Angular.js, how I love thee. Let me count the ways:

  1. For how you let me truly separate consumers of an api from the api itself.
  2. For how you implement bidirectional binding and make ajax calls easily.

The entire time I’ve been writing rails code, I’ve felt it’s been messy having the view logic able to access variables in the controller. It’s better than your run-of-the-mill outsourced php code, but there’s still a long ways to go.

Truly, rails views should be consumers of an API just like any other external app would be.

Here’s an example: you have a portfolio website for photographers. Let’s call it, say… clickbooq.com ;-D.

For this site to serve as a functioning business, you will need to have marketing pages to sell memberships to users, a cms for users to manage their pages, some support pages for them to get help, and integration to an ecommerce platform, (amongst others).

Even if you’re writing the cms portion of the app as a separate app in rails, things still get messy within the app itself once you consider dashboard pages, internal help pages, etc (which can’t really follow restful naming conventions since that might confuse users more than it would help) vs the resources being exposed by the app.

It’s also hard to write the UI (views) and the api (controllers and models) in parallel. I mean, I guess you COULD keep things restful with regard to the models and some controllers to access them, and just have additional controllers that are 100% separate from the models and use ajax in the views to pull up resources, but then you’ve still got a page refresh and need to reload your javascript libraries every time you change pages. (I know that’s a little out of left field since we were just talking about RESTful routes and now I’m bringing up javascript load times, but it’s still an issue.)

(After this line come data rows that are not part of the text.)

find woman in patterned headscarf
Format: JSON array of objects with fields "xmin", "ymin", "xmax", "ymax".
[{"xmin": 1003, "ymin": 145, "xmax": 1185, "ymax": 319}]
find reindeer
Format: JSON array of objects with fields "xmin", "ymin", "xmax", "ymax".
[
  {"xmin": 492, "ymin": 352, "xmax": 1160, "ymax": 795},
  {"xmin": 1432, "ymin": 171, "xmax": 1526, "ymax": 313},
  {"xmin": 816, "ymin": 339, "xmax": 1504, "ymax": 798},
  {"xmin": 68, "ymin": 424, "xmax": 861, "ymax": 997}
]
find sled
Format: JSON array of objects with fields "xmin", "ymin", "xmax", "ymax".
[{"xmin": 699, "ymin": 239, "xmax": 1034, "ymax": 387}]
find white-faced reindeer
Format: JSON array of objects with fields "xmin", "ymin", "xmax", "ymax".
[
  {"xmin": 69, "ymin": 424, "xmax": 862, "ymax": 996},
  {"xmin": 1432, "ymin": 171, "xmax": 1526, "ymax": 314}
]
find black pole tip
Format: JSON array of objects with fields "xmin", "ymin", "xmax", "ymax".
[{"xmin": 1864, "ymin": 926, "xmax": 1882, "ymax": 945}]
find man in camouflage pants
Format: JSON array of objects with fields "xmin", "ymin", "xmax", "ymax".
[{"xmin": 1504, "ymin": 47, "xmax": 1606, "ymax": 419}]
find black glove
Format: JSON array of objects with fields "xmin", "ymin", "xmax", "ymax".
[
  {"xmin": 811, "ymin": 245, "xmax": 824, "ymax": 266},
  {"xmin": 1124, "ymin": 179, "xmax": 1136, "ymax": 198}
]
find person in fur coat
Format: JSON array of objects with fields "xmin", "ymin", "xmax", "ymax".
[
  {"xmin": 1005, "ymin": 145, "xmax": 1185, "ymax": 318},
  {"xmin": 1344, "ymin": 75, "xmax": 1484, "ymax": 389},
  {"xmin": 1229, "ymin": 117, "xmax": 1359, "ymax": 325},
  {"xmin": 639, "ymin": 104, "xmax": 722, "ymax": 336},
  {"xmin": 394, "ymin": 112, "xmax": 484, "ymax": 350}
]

When I talk to people about how I plan to architect a given web app solution, the vision I wish I could implement is, “We’re going to have the business logic and access to the app as one part of the app exposed through an api, and then the web front end is just going to be a consumer of that api. This has the extra benefit of preparing us to implement other clients like an android or iphone app, since those clients would use the same .” Great in theory, but with traditional views that falls apart and the webapp departs from RESTful architecture very quickly.

Angular.js, on the other hand, actually lets me write apps the way I wish I were already writing them. It stays on the view layer of the app, and has its own MVC structure that lives on the client’s browser as a single-javascript app that consumes the api’s I expose in my app.

In other words, it’s exactly what I’ve always wanted.

I guess Angular.js and I just understand each other. We finish each others’ sentences in a way rails’ view layer and I never did.

Comments
3 Responses to “I’m in love with Angular.js. There, I said it.”
  1. Igor Minar says:

    Nice post. Almost poetic. Thanks for the praise. 🙂

  2. Igor Minar says:

    Would you like an angular t-shirt?